A recent study conducted by the Center for Global Development has unveiled a challenging outlook for African nations aiming to replicate East Asia’s success in industrialization as a means to alleviate poverty. The research, encompassing 59 countries, including China, indicates a dwindling share of factory employment worldwide by mid-century, even in countries with an abundance of low-cost labor.
Contrary to the trajectory followed by East Asian nations, most countries, particularly in Africa, are projected to experience stagnation in manufacturing job growth. While China is anticipated to continue expanding its manufacturing output, dominating the global landscape, other developing regions, including Africa, Southeast Asia, and Latin America, are unlikely to follow suit.
The study’s authors, CGD senior fellows Charles Kenny and Ranil Dissanayake, assert that many countries will bypass the traditional agriculture-to-manufacturing transition and instead leapfrog into the services sector. This shift is expected to occur at an accelerated pace, driven in part by technological advancements, even in countries like Bangladesh and Ethiopia.
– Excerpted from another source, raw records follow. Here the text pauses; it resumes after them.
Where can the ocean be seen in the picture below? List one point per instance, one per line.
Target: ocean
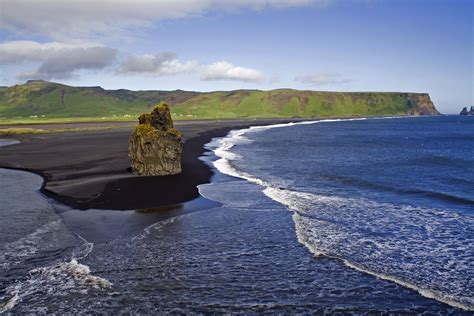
(331, 217)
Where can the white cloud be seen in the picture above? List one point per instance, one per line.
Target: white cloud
(161, 64)
(167, 64)
(73, 18)
(223, 70)
(56, 60)
(320, 79)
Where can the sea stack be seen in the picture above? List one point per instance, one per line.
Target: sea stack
(466, 112)
(155, 145)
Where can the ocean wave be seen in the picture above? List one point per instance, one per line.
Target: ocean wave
(54, 280)
(363, 233)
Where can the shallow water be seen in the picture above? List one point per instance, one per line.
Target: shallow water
(389, 197)
(249, 253)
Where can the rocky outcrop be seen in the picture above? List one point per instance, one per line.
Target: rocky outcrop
(420, 104)
(155, 145)
(466, 112)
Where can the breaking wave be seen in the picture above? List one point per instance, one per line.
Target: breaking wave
(424, 249)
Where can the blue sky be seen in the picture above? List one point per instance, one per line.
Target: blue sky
(204, 45)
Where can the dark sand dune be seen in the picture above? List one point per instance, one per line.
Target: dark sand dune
(90, 169)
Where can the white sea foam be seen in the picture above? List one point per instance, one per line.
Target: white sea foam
(55, 280)
(323, 224)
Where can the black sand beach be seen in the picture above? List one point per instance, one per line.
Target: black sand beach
(89, 169)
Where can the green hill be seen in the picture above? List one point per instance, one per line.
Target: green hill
(46, 100)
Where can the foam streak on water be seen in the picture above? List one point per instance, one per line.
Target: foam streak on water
(39, 258)
(425, 249)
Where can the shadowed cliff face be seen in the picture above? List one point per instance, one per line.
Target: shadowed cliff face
(155, 145)
(53, 100)
(421, 104)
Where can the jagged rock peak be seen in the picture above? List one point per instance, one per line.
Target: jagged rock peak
(466, 112)
(155, 145)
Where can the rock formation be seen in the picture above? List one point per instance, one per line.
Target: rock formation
(420, 104)
(155, 145)
(466, 112)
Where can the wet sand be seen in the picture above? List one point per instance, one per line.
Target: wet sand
(89, 170)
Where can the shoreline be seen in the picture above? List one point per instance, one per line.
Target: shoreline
(104, 182)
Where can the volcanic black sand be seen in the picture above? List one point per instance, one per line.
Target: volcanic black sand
(89, 170)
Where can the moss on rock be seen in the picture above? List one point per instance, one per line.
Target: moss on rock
(155, 145)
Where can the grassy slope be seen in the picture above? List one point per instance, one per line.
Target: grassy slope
(291, 103)
(44, 101)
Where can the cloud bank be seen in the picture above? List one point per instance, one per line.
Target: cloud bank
(83, 18)
(56, 60)
(223, 70)
(168, 64)
(161, 64)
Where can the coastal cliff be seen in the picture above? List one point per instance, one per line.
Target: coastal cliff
(46, 100)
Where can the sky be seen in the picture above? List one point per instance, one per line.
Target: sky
(207, 45)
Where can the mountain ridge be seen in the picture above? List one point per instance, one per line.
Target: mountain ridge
(38, 98)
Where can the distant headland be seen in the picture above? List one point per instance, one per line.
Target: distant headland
(466, 112)
(43, 100)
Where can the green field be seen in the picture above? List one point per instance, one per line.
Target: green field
(41, 101)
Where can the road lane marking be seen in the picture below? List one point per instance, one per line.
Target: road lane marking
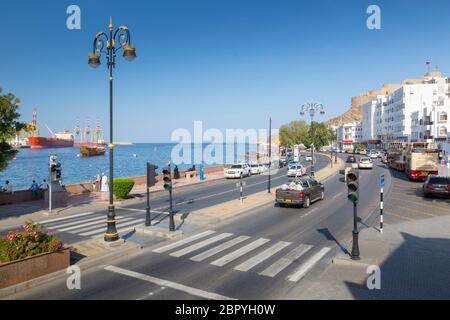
(92, 224)
(284, 262)
(103, 217)
(398, 216)
(66, 218)
(122, 230)
(413, 210)
(183, 241)
(141, 210)
(240, 252)
(422, 204)
(266, 254)
(308, 265)
(200, 245)
(169, 284)
(337, 195)
(90, 233)
(224, 246)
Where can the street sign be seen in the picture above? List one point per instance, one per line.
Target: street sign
(239, 184)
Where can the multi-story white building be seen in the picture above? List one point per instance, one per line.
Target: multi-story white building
(349, 134)
(418, 110)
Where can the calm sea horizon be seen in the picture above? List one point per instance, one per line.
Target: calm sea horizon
(129, 161)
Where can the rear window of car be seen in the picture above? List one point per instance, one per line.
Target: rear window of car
(439, 180)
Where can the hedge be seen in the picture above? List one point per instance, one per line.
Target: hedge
(122, 187)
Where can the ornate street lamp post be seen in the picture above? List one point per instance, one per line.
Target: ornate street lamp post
(119, 39)
(312, 107)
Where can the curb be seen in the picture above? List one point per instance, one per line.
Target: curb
(263, 203)
(84, 265)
Kenny emphasized, “There’s still a popular idea that low-income countries will progress naturally from being dominated by agriculture to manufacturing-led growth, but mounting evidence suggests that’s not going to happen. We think that farms are going to empty out across Africa and Asia in the coming decades, but people are likely to flood into offices and shops, not factories.”
The study’s global projections through 2050 highlight a significant trend. For the world’s lowest-income nations, the number of manufacturing jobs is expected to barely keep pace with population growth over the next three decades, with manufacturing remaining a relatively small sector in their economies. In low-income countries, manufacturing jobs are forecasted to remain below 8% of total employment.
In contrast, the private service sector is set to thrive, accounting for approximately 37% of global jobs by 2050, and 26% in today’s low-income countries, compared to approximately 12% presently.
While China appears to be an exception, expanding its manufacturing output significantly, the rest of the world, including Africa, is poised to take a different development path. Rather than following East Asia’s manufacturing-focused model, many nations will chart a course directly from agriculture to services.
This evolving economic landscape presents opportunities for job creation, technology adoption, and the diversification of economies across the African continent. While the manufacturing growth trajectory may not mirror East Asia’s, there is hope that Africa’s unique path will bring prosperity and development in its own right.